Australia ran ''clean campaign'' for World Cup bid, rejects report
Australia ran a clean bid for the 2022 World Cup and rejects assertions to the contrary contained in a controversial FIFA report, Federation Football Australia (FFA) chief Frank Lowy said on Friday.
Sydney: Australia ran a clean bid for the 2022 World Cup and rejects assertions to the contrary contained in a controversial FIFA report, Federation Football Australia (FFA) chief Frank Lowy said on Friday.
FIFA cleared Russia and Qatar of wrongdoing in their bids to host the World Cup on Thursday but there was criticism in the report of the activities of the government-funded Australian campaign to win the rights to host the 2022 tournament.
The report summary was undermined soon after it was published, however, when former U.S. prosecutor Michael Garcia, who led the investigation, said it had misrepresented his findings.
"FFA did its best to run a competitive and compliant bid and to do it wherever possible hand-in-hand with the Australian government, with the customary government oversight," Lowy said in a statement released on Friday.
"We also involved, wherever possible, other bodies such as UNICEF and FIFA itself. In addition, the financial management of the bid funds were routinely reported to government and reviewed by independent external auditors.
"I made it clear to all involved in our bid that we would run a clean campaign and I stressed this objective at every opportunity."
Australia invested A$43 million ($37.43 million) in their bid to host the World Cup for the first time but received only one vote in the first round of the ballot. Qatar was controversially awarded hosting rights.
The report summary said Australia`s bid had funded soccer development projects around the world and "helped create the appearance that benefits were conferred in exchange for a vote".
The FFA is also accused of making payments to CONCACAF, the regional body for soccer in north and central America, which "appear to have been comingled, at least in part, with personal funds" of then CONCACAF president Jack Warner.
The third main allegation was that the bid had tried "to direct funds the Australian government had set aside for existing development projects in Africa toward initiatives in countries with ties to FIFA Executive Committee members".

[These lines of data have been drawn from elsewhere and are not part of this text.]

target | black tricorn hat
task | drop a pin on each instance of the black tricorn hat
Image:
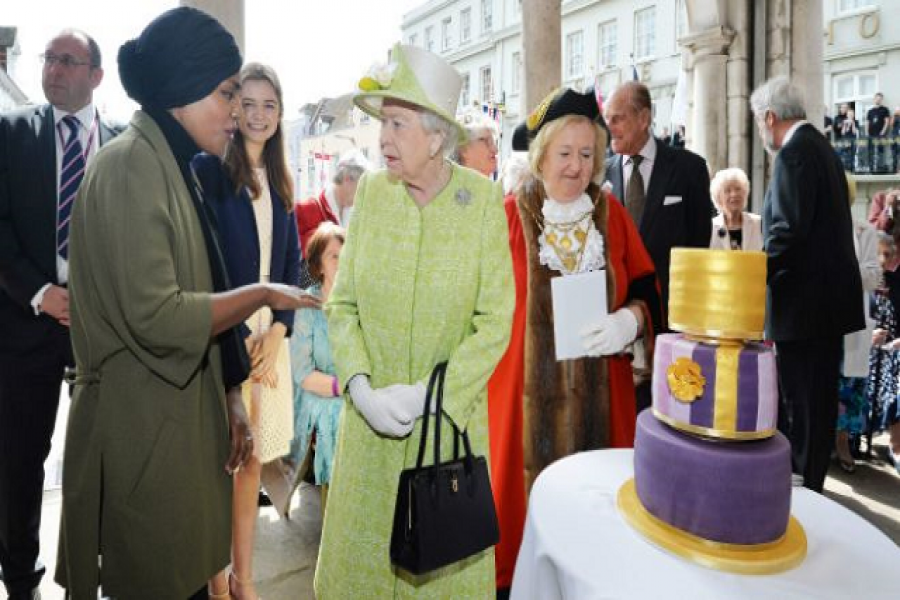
(560, 102)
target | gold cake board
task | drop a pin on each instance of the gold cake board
(756, 559)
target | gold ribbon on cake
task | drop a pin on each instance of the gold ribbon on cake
(686, 384)
(746, 559)
(717, 293)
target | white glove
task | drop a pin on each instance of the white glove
(407, 401)
(612, 334)
(383, 414)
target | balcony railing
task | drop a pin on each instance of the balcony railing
(869, 155)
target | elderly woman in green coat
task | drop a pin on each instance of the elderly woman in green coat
(425, 277)
(145, 485)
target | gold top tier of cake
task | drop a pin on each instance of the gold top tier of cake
(717, 293)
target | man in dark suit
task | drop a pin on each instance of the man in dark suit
(814, 294)
(667, 194)
(43, 151)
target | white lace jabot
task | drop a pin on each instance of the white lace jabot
(570, 243)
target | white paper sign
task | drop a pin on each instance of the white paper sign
(579, 302)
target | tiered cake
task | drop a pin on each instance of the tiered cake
(712, 476)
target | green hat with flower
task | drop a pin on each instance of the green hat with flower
(414, 76)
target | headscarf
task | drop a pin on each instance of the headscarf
(179, 58)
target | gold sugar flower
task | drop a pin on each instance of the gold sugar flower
(685, 380)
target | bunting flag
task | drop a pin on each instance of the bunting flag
(598, 93)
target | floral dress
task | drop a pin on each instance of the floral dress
(313, 414)
(884, 366)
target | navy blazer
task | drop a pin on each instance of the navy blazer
(678, 210)
(236, 224)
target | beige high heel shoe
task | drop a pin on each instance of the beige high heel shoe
(241, 582)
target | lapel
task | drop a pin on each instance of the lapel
(45, 185)
(659, 177)
(279, 235)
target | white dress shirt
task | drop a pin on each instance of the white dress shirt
(89, 136)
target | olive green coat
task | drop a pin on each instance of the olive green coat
(415, 287)
(144, 480)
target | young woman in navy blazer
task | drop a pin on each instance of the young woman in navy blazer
(252, 198)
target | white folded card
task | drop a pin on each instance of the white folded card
(579, 302)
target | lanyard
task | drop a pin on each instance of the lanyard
(91, 136)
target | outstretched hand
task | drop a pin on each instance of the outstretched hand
(290, 297)
(239, 428)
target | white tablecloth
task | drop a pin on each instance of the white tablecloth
(577, 545)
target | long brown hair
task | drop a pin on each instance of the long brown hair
(237, 163)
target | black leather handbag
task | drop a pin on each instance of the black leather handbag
(445, 511)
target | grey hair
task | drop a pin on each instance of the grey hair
(724, 176)
(780, 97)
(432, 123)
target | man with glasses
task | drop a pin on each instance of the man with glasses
(43, 154)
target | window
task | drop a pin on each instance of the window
(607, 42)
(645, 33)
(465, 25)
(575, 54)
(446, 35)
(857, 90)
(680, 20)
(487, 15)
(852, 5)
(464, 92)
(516, 84)
(487, 92)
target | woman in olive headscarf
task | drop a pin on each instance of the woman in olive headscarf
(147, 455)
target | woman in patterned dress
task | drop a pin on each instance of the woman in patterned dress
(253, 200)
(425, 277)
(317, 397)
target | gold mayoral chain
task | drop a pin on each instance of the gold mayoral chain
(562, 237)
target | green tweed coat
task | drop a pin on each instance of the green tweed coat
(415, 287)
(144, 482)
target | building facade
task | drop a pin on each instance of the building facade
(604, 42)
(325, 131)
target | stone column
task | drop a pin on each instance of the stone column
(542, 43)
(230, 13)
(708, 53)
(807, 64)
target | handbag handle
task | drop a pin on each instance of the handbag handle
(436, 390)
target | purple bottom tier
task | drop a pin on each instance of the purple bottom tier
(729, 492)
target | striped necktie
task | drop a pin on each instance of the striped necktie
(634, 195)
(69, 179)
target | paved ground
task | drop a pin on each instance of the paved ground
(286, 550)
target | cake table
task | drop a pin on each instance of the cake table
(578, 546)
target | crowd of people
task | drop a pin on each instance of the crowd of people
(214, 333)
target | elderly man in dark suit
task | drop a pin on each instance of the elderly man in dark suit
(665, 189)
(813, 276)
(43, 152)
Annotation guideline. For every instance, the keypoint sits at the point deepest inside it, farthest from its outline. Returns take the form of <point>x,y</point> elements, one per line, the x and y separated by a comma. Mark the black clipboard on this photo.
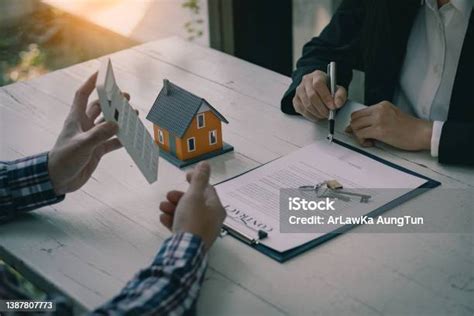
<point>289,254</point>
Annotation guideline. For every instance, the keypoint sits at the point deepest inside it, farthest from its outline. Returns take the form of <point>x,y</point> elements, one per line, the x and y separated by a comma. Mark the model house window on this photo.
<point>161,139</point>
<point>201,122</point>
<point>191,144</point>
<point>212,137</point>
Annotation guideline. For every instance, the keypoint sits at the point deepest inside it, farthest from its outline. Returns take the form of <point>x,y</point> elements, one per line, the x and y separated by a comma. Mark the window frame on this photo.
<point>161,137</point>
<point>194,142</point>
<point>203,120</point>
<point>210,138</point>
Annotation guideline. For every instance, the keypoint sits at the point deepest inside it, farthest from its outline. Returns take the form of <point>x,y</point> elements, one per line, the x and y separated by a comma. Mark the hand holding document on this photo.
<point>132,133</point>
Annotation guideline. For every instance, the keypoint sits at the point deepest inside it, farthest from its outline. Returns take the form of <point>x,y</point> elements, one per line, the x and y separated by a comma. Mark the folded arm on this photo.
<point>456,145</point>
<point>170,286</point>
<point>25,185</point>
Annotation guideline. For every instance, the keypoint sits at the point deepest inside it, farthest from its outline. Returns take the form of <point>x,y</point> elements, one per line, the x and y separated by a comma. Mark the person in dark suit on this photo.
<point>418,59</point>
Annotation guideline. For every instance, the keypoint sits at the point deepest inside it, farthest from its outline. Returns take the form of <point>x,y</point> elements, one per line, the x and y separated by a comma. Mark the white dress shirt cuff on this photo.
<point>435,137</point>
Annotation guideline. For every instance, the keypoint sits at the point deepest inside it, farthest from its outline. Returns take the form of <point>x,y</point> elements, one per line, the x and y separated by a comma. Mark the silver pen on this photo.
<point>331,73</point>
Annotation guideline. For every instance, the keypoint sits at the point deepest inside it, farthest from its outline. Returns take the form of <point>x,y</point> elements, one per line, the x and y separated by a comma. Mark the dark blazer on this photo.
<point>341,41</point>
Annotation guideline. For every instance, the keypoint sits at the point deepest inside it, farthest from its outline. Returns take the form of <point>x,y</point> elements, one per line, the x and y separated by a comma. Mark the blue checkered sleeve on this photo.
<point>25,185</point>
<point>170,286</point>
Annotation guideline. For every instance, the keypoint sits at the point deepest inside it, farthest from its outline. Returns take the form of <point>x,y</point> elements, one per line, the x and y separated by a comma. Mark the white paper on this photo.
<point>132,133</point>
<point>256,193</point>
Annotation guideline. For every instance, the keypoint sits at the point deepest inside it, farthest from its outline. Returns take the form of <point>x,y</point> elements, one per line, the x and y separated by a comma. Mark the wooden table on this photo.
<point>88,246</point>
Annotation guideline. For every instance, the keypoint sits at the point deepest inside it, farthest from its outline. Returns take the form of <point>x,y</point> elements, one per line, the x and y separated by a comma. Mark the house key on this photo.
<point>364,198</point>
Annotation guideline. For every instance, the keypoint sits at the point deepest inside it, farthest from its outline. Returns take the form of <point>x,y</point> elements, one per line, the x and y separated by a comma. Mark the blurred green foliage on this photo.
<point>195,26</point>
<point>50,39</point>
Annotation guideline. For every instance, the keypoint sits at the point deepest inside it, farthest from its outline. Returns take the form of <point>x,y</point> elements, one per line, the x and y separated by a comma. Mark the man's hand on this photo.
<point>81,143</point>
<point>386,123</point>
<point>313,99</point>
<point>198,211</point>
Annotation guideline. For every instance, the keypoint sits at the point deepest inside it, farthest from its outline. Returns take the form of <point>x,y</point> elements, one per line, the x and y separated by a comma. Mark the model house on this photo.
<point>186,126</point>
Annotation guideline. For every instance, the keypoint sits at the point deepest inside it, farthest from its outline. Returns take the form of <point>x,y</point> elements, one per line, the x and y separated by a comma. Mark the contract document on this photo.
<point>132,132</point>
<point>252,200</point>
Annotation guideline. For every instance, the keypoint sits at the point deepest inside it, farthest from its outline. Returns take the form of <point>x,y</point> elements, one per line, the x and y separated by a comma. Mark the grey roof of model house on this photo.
<point>175,108</point>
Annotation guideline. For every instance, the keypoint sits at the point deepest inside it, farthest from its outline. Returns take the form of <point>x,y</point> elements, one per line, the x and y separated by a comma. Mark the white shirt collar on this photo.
<point>463,6</point>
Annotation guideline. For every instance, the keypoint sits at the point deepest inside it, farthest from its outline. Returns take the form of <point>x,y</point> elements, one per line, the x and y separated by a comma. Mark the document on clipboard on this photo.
<point>252,199</point>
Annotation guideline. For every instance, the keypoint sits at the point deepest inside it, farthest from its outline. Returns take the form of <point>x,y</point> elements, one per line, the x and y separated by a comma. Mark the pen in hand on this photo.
<point>331,72</point>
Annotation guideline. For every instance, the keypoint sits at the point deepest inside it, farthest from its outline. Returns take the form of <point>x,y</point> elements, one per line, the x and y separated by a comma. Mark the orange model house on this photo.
<point>186,127</point>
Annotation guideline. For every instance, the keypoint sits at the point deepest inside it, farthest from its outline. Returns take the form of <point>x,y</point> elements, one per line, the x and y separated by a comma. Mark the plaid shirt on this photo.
<point>169,286</point>
<point>25,185</point>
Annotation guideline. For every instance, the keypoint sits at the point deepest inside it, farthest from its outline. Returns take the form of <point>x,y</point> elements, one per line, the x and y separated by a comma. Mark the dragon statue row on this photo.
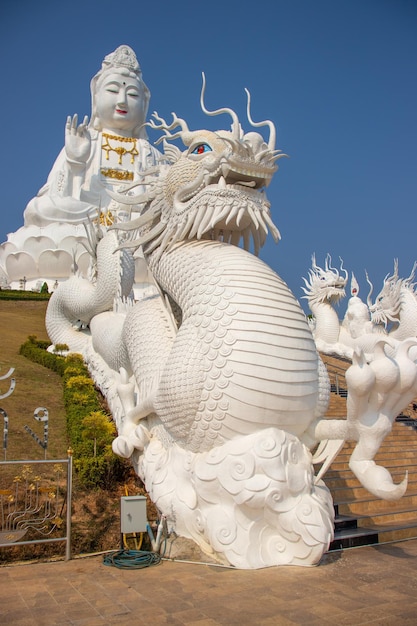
<point>213,376</point>
<point>392,317</point>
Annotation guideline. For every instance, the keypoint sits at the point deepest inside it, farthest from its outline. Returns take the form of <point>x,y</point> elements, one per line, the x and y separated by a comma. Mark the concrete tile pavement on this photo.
<point>373,585</point>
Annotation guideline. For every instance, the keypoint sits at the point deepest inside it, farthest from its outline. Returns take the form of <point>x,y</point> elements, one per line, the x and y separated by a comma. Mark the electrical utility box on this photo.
<point>133,514</point>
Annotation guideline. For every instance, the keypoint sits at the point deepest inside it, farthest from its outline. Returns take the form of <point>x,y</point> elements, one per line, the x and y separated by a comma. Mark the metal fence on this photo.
<point>35,502</point>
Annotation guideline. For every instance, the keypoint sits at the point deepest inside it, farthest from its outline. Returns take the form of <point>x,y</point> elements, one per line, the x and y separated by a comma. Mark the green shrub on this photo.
<point>89,429</point>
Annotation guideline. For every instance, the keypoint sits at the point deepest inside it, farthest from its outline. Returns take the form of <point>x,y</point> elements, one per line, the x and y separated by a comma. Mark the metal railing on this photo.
<point>32,503</point>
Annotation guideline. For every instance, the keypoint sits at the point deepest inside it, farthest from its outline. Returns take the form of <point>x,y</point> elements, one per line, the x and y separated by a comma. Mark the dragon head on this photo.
<point>214,189</point>
<point>388,302</point>
<point>325,285</point>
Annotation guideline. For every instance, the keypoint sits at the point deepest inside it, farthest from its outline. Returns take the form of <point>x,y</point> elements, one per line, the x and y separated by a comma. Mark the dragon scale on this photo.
<point>243,357</point>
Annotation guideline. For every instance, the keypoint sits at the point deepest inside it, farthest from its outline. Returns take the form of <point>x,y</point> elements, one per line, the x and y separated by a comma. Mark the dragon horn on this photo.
<point>235,119</point>
<point>272,132</point>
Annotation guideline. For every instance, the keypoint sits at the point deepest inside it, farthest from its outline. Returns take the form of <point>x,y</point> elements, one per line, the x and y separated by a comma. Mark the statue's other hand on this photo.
<point>77,140</point>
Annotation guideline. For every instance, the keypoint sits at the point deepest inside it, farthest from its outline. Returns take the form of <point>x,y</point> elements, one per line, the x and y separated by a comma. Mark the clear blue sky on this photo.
<point>338,78</point>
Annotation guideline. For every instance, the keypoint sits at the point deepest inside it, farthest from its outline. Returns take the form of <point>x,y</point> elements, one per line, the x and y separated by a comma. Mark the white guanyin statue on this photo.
<point>103,155</point>
<point>214,380</point>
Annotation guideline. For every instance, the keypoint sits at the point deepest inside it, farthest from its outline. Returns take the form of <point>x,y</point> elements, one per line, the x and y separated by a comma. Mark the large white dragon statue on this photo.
<point>213,377</point>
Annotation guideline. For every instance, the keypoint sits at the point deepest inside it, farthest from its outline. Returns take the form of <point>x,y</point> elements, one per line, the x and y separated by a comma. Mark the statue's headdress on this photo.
<point>123,58</point>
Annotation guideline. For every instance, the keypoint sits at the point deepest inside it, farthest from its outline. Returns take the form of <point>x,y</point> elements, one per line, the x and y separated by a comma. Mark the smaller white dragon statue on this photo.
<point>221,396</point>
<point>395,306</point>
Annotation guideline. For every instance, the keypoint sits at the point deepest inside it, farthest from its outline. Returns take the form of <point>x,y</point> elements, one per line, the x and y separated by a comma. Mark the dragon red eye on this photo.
<point>201,149</point>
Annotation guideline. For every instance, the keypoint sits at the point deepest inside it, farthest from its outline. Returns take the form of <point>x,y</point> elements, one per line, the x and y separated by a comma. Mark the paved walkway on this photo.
<point>372,585</point>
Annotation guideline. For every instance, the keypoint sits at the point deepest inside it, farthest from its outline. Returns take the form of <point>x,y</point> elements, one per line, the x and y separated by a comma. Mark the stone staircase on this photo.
<point>361,518</point>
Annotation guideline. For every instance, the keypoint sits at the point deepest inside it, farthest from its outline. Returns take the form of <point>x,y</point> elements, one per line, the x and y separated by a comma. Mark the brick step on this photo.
<point>371,534</point>
<point>400,457</point>
<point>373,507</point>
<point>359,493</point>
<point>346,479</point>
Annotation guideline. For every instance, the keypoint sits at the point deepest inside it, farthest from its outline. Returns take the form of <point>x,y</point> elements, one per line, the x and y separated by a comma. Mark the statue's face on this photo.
<point>120,103</point>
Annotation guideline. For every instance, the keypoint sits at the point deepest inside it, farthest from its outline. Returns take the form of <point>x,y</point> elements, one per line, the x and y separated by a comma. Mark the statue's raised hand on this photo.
<point>77,140</point>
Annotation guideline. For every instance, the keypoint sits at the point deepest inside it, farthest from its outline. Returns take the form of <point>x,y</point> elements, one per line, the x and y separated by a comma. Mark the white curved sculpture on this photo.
<point>392,317</point>
<point>396,305</point>
<point>99,156</point>
<point>221,394</point>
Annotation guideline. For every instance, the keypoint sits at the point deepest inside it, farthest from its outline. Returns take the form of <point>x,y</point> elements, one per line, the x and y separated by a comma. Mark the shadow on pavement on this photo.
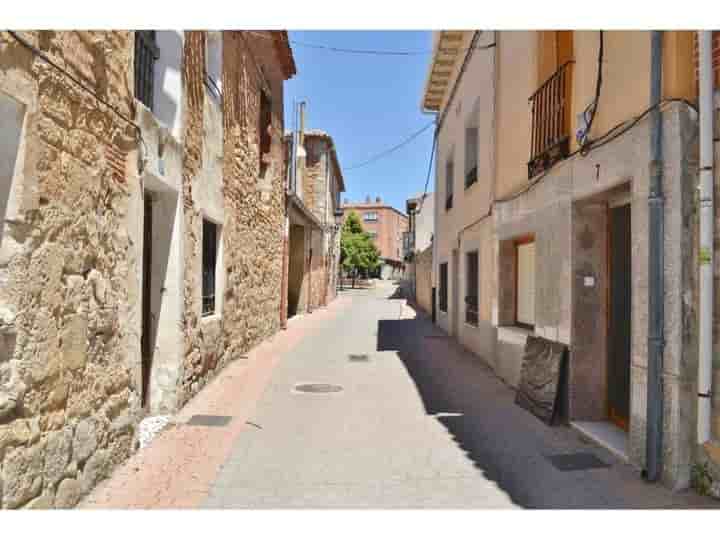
<point>505,442</point>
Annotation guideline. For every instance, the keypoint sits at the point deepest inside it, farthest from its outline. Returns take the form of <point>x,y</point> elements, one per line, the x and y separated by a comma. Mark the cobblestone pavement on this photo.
<point>420,423</point>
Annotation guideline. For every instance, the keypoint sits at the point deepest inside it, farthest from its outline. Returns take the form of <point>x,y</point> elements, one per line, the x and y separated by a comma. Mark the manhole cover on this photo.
<point>317,388</point>
<point>579,461</point>
<point>209,420</point>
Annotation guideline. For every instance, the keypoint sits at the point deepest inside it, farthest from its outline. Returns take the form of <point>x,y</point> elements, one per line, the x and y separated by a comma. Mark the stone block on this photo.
<point>96,469</point>
<point>58,451</point>
<point>68,493</point>
<point>43,502</point>
<point>85,441</point>
<point>74,342</point>
<point>22,475</point>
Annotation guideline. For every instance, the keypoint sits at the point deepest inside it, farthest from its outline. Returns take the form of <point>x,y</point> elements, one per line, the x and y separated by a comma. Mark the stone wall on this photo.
<point>252,231</point>
<point>67,398</point>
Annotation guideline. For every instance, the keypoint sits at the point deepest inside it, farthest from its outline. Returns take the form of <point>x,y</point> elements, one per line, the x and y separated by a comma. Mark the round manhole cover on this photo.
<point>317,388</point>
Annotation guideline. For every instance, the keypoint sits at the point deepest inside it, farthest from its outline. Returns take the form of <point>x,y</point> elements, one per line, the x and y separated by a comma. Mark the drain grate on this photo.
<point>579,461</point>
<point>317,388</point>
<point>209,420</point>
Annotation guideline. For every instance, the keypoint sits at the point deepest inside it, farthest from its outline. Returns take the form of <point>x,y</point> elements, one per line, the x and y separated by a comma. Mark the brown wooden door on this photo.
<point>145,340</point>
<point>619,331</point>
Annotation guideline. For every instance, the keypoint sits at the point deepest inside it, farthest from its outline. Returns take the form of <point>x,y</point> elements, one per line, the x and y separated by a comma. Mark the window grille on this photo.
<point>209,261</point>
<point>146,52</point>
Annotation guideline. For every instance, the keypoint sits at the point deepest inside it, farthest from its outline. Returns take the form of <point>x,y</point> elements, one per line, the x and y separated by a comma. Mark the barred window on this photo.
<point>146,52</point>
<point>209,263</point>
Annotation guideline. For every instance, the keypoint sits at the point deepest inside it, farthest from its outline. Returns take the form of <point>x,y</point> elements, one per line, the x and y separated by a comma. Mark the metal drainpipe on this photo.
<point>707,212</point>
<point>656,283</point>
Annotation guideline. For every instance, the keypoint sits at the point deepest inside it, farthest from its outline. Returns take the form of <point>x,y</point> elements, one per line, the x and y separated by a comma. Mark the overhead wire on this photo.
<point>374,52</point>
<point>392,149</point>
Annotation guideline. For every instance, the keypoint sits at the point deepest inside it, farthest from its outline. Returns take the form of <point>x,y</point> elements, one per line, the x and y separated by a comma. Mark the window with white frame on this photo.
<point>471,155</point>
<point>449,183</point>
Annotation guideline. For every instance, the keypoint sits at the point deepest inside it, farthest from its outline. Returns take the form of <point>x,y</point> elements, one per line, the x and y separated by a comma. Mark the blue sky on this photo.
<point>367,104</point>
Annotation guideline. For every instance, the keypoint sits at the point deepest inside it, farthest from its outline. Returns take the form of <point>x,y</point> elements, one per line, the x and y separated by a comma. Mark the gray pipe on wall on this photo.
<point>656,283</point>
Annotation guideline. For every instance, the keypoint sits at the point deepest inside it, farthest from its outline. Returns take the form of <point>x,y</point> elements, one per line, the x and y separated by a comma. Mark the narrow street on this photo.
<point>418,423</point>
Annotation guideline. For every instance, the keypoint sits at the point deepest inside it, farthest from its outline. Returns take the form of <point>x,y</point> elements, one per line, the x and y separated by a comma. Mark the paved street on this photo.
<point>419,423</point>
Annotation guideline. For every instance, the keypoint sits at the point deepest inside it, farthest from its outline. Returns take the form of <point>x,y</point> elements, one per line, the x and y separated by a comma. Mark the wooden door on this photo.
<point>619,328</point>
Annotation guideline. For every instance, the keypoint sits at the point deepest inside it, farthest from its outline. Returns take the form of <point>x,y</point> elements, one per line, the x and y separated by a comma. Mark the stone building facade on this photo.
<point>104,203</point>
<point>314,239</point>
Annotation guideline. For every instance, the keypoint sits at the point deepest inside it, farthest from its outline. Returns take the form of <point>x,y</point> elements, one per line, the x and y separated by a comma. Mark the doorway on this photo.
<point>455,292</point>
<point>146,316</point>
<point>619,330</point>
<point>296,268</point>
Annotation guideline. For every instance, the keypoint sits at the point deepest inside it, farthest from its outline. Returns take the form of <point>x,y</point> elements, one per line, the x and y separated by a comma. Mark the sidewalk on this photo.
<point>178,467</point>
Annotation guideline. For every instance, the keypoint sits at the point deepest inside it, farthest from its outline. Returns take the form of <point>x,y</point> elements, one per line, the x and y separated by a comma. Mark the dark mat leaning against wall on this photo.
<point>543,380</point>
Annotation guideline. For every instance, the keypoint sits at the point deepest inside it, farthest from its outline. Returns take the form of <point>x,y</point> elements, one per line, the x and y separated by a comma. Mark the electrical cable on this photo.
<point>596,101</point>
<point>374,52</point>
<point>391,150</point>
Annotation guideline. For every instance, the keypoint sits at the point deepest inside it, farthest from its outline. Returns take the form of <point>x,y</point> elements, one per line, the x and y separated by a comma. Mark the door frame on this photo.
<point>616,419</point>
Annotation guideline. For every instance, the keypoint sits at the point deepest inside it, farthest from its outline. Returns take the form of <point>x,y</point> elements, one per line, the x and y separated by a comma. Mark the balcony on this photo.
<point>550,106</point>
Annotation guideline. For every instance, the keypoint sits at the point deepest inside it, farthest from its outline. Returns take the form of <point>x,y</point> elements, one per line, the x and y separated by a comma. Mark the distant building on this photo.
<point>313,251</point>
<point>386,226</point>
<point>417,248</point>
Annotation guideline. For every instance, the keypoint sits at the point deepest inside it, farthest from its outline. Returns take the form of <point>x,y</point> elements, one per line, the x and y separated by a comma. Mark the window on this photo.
<point>442,301</point>
<point>449,176</point>
<point>525,282</point>
<point>209,261</point>
<point>471,150</point>
<point>264,136</point>
<point>472,284</point>
<point>213,64</point>
<point>146,52</point>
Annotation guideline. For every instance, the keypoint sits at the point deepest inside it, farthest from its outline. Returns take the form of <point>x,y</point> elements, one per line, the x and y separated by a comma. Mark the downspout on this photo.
<point>656,284</point>
<point>289,186</point>
<point>706,254</point>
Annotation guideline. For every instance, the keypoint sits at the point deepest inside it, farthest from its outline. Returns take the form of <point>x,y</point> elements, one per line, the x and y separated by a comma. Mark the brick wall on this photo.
<point>254,212</point>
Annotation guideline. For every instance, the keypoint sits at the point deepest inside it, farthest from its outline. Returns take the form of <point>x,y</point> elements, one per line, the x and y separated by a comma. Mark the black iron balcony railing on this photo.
<point>471,310</point>
<point>550,105</point>
<point>471,177</point>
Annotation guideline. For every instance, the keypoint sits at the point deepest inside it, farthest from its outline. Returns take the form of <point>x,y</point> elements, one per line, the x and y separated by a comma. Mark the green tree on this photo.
<point>358,252</point>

Lowy said Australia had been encouraged by FIFA to "take every opportunity to demonstrate Australia`s commitment to football, especially in developing regions".
"It`s clear that this led us to be misled in particular relating to a payment made to CONCACAF which was later revealed to have been misappropriated," he added.
"In hindsight, there are many things we might have done differently and we remain disappointed by our experience of the World Cup bidding process."
The FFA said they would await advice on the next steps in the process given "the apparent dispute between chairmen of the FIFA Ethics Committee`s Adjudicatory and Investigatory chambers" - a reference to Garcia`s likely appeal against the findings of a report he helped compile.
Australian senator Nick Xenophon said on Friday that the investigation was a "whitewash" and a "sick farce" and called on FIFA to refund the money the country had spent on the bid, saying they had been "absolutely ripped off".